The ratio of these expressions is  

$$\eta_1/\eta_2 = -\frac{\nu_0}{2(5-\nu_0)}.$$ (15)

This shows that, when $0 \leq \nu_0 \leq 0.5$,  

$$\vert\eta_1/\eta_2\vert \leq 0.05.$$ (16)

So, $\vert\eta_1\vert$ is never larger than about $5\%$ of $\eta_2$,and, for small values of $\nu_0$, the ratio is substantially smaller. A typical value for tight sandstones is $\nu_0 \simeq 0.4$.This corresponds to a wave speed ratio $V_s/V_p = \left[\frac{2(1-\nu)}{(1-2\nu)}\right]^{1/2} \simeq 0.4$,which is typical of both shales and sandstones. It follows that the value of $\vert\eta_1\vert$ is about 4% of that for $\eta_2$ in many important geophysical applications. Thus, its value is suffficiently small so that we are often justified in neglecting $\eta_1$ in data analysis problems for real earth systems and rocks.

Once values of $\eta_1(0)$ and $\eta_2(0)$ are known in this way (using NIA as shown or some other method), we can use the Sayers and Kachanov (1991) method as one convenient way to study and evaluate anisotropic behavior in cracked systems -- thus, providing a simple method of extending the non-interaction approximation results, as quoted by Zimmerman (1991), to nonisotropic systems.
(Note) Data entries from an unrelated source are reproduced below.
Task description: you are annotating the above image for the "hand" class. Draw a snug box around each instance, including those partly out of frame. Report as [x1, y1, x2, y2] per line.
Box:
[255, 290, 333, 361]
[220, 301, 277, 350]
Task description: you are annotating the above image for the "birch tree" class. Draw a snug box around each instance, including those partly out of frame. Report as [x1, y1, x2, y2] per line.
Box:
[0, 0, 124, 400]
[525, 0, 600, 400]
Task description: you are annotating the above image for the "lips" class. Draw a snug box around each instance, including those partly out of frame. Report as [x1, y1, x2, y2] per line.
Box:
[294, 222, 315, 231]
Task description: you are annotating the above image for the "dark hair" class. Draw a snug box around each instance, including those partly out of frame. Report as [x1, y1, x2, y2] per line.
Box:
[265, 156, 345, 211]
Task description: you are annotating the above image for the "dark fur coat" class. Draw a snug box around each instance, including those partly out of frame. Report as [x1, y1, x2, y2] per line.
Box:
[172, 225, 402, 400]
We then introduce some crack-crack interactions here in a novel way by making use of the polycrystal of cracked-grains model.

Appendix B summarizes the main analysis using the crack-influence parameter approach of the Sayers and Kachanov (1991) method. We find that, in addition to the two parameters $\eta_1$ and $\eta_2$ that are easily found using effective medium theories such as NIA or DS (differential scheme), there are three more parameters that are expected to play a role in our results at higher crack densities: $\eta_3$, $\eta_4$, and $\eta_5$. These are the only significant quadratic corrections to (4). The analysis shows [see, for example, Eq. (40)] that to second order in the crack density $\rho$, we need to replace $\eta_1$ by $\eta_1 + \eta_4\rho$and $\eta_2$ by $\eta_2 + \eta_5\rho$. In addition, the parameter $\eta_3$ comes into play, but perturbs only the S₃₃ component of the compliance. The Reuss averages of shear modulus and bulk modulus are now given by  

$$\frac{1}{G_R} - \frac{1}{G_0} = \frac{4\rho}{3}\left[\eta_2 + (\eta_5 + 2\eta_3/5)\rho\right]$$ (17)

and  

$$\frac{1}{K_R} - \frac{1}{K_0} = 2\rho\left[\eta_2 + (\eta_3 + \eta_5)\rho + 3(\eta_1 + \eta_4\rho)\right],$$ (18)

respectively, instead of (11) and (12). Furthermore, since it has been found empirically that the shear modulus estimates given by the NIA are quite accurate for the polycrystals of cracked-grains model, we conclude that it is generally true that $\eta_5 + 2\eta_3/5 \simeq 0$, which approximately eliminates one degree of freedom in our three parameter ($\eta_3$, $\eta_4$,$\eta_5$) fitting method.

Also, recall that we are focusing here on penny-shaped (and therefore ellipsoidal) cracks. Phenomenology for other crack shapes may differ somewhat from the discussion presented here (Mavko and Nur, 1978). However, other shapes are beyond our present scope and so will necessarily be treated elsewhere. The numerical experiments considered here all used ellipsoidal cracks.